DaaZ asks: "I'm a webmaster (and more) for a small Internet company and discovered a neat feature in Symantec's Norton Antivirus 2004 that might shake some fragile nerves looking at diminished revenues outlook. This feature is an ad blocking tool that very successfully blocks banners on websites, based on a simple keyword identification. It seems to place itself between the download and render engines of Explorer (I haven't tried with other browsers yet, lack of time) and removes code based on a keyword query. We have a rotating banner code on our Web site and with ad blocking enabled, it's completely gone from the source, and so are all our images that link to an external site. It even strips images that are not advertising banners, but simply images that link to an external site! We all hate advertisements, but as with public TV, it's the reason we can get it for free (provided you buy the nice TV and the cables and the storage unit and the TiVo, and the..." Does NAV2004 have some kind of feature where certain sites can be exempt from ad blocking (in the case you do wish to support a site with ads)? I believe the choice to block banner ads belongs to the consumer, not Symantec, and it should be more than a "yes-or-no" choice. If banner ads fail, more and more sites will be forced into a pay model, and the days of the "Free Internet" will be almost over. Do you think banner ads are still an effective way to offset the cost of a website, or has their time passed? If so, what do we replace them with?
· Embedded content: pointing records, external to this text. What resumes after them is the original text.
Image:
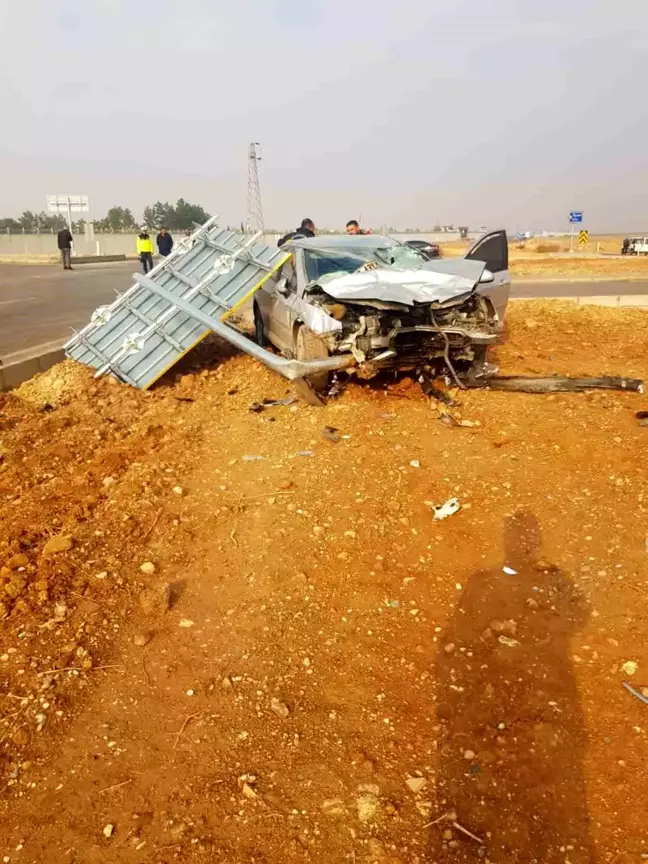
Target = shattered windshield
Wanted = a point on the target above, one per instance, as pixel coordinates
(323, 262)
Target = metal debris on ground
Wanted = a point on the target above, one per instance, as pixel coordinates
(631, 689)
(330, 433)
(258, 407)
(558, 384)
(448, 508)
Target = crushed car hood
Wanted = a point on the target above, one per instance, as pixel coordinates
(451, 281)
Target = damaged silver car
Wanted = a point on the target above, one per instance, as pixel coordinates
(386, 305)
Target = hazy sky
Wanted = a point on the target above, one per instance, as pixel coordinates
(503, 112)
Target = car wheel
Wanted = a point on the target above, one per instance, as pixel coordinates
(308, 346)
(259, 332)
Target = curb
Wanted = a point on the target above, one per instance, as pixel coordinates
(23, 365)
(536, 280)
(50, 260)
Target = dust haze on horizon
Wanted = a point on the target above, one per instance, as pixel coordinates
(493, 112)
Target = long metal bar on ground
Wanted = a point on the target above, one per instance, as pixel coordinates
(555, 384)
(291, 369)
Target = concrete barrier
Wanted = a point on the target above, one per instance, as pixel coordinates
(23, 365)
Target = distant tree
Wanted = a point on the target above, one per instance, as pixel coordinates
(178, 218)
(187, 214)
(9, 224)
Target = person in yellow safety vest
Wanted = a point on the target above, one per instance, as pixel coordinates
(145, 250)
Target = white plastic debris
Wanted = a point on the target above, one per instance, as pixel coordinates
(449, 508)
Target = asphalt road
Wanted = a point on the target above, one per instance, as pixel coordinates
(41, 304)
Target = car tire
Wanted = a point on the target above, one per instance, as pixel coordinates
(308, 346)
(259, 331)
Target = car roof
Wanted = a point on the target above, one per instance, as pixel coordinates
(343, 241)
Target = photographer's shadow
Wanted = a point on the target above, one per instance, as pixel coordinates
(512, 735)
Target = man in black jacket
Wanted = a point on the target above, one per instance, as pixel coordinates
(165, 243)
(306, 229)
(65, 247)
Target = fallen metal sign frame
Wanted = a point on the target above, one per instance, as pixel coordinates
(143, 333)
(289, 368)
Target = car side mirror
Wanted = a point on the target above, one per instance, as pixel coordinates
(486, 277)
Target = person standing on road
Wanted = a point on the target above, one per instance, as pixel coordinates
(164, 243)
(353, 227)
(64, 238)
(145, 250)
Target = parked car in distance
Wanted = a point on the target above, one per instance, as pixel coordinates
(429, 250)
(386, 304)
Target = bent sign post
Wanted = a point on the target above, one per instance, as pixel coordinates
(575, 218)
(68, 204)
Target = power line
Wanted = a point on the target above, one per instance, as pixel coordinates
(254, 218)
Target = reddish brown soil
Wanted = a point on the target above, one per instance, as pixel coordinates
(395, 647)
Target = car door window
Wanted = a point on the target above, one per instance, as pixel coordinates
(492, 250)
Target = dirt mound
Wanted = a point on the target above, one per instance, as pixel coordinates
(229, 635)
(56, 387)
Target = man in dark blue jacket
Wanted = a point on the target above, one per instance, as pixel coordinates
(165, 242)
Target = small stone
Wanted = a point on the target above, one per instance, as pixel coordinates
(156, 599)
(20, 737)
(416, 784)
(279, 708)
(509, 627)
(367, 805)
(376, 849)
(16, 586)
(62, 543)
(17, 561)
(333, 807)
(248, 791)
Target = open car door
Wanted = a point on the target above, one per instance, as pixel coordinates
(492, 249)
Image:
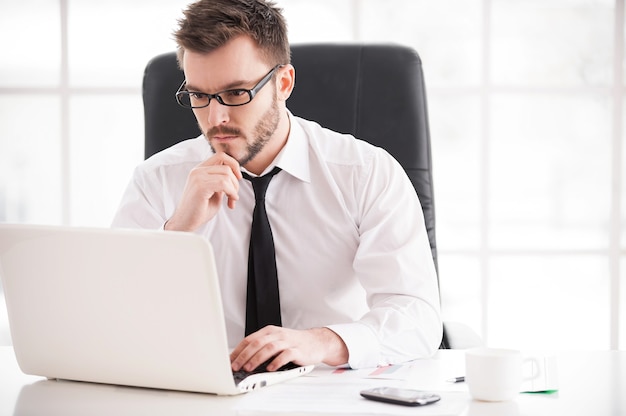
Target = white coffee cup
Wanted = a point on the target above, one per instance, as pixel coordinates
(494, 374)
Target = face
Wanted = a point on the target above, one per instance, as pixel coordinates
(253, 133)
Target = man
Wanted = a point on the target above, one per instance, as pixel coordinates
(356, 278)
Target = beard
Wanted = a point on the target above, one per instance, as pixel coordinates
(261, 135)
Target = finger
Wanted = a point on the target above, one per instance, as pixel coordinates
(222, 158)
(285, 357)
(256, 349)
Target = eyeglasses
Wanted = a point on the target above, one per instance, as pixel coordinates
(231, 98)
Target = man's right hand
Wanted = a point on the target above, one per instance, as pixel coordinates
(206, 185)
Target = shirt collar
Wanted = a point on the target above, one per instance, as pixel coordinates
(294, 156)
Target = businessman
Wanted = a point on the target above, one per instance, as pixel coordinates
(319, 237)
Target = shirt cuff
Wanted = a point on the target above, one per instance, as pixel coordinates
(362, 343)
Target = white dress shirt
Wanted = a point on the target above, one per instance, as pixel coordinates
(352, 251)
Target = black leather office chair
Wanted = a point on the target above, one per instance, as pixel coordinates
(374, 92)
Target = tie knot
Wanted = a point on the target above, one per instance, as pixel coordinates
(260, 183)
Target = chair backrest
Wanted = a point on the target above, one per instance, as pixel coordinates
(374, 92)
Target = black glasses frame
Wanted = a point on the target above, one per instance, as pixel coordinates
(251, 92)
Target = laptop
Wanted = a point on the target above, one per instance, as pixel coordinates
(126, 307)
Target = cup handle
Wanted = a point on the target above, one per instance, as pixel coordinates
(535, 366)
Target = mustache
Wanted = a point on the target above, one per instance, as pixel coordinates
(222, 130)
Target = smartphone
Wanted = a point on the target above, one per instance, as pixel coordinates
(405, 397)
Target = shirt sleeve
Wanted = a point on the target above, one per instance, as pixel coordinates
(395, 266)
(140, 206)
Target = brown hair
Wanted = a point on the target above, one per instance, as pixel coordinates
(209, 24)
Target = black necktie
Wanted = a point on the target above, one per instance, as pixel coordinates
(262, 302)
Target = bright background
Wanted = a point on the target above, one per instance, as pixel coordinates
(526, 102)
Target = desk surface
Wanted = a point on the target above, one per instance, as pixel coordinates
(589, 383)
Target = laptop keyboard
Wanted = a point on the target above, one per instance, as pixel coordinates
(238, 376)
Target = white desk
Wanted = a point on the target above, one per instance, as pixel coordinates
(590, 383)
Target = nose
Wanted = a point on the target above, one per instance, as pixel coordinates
(216, 113)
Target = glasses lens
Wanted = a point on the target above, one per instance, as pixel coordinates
(192, 100)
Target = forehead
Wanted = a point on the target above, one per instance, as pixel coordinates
(237, 62)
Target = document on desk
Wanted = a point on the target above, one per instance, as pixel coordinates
(336, 391)
(301, 398)
(389, 372)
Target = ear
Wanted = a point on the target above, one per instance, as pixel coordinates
(285, 81)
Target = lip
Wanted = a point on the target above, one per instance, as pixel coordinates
(224, 138)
"Now of course this is a sensitive case as, like most sites around, we get most of our revenues from the banners we sell to advertisers. In fact, we get over 50% of our revenues from these banners and many other big sites, like Google, have an even bigger share of their revenues from the banners. Google's AdWords are not spared and, in fact, with ad blocking enabled, I can't even access our AdWords account as the link to access it is 'Advertise with us' on the main page, probably blocked because of the word 'advertise'.

Now, of course nobody likes banners, but for many sites it is a large part of or the only means of revenue and so there is a fragile balance that is at stake. I hate banners, but without them my company has much less revenues, both from less cashflow from advertisers as well as clients, as we depend a lot on Google's AdWords capacity to bring us clients who are specifically searching for what we sell.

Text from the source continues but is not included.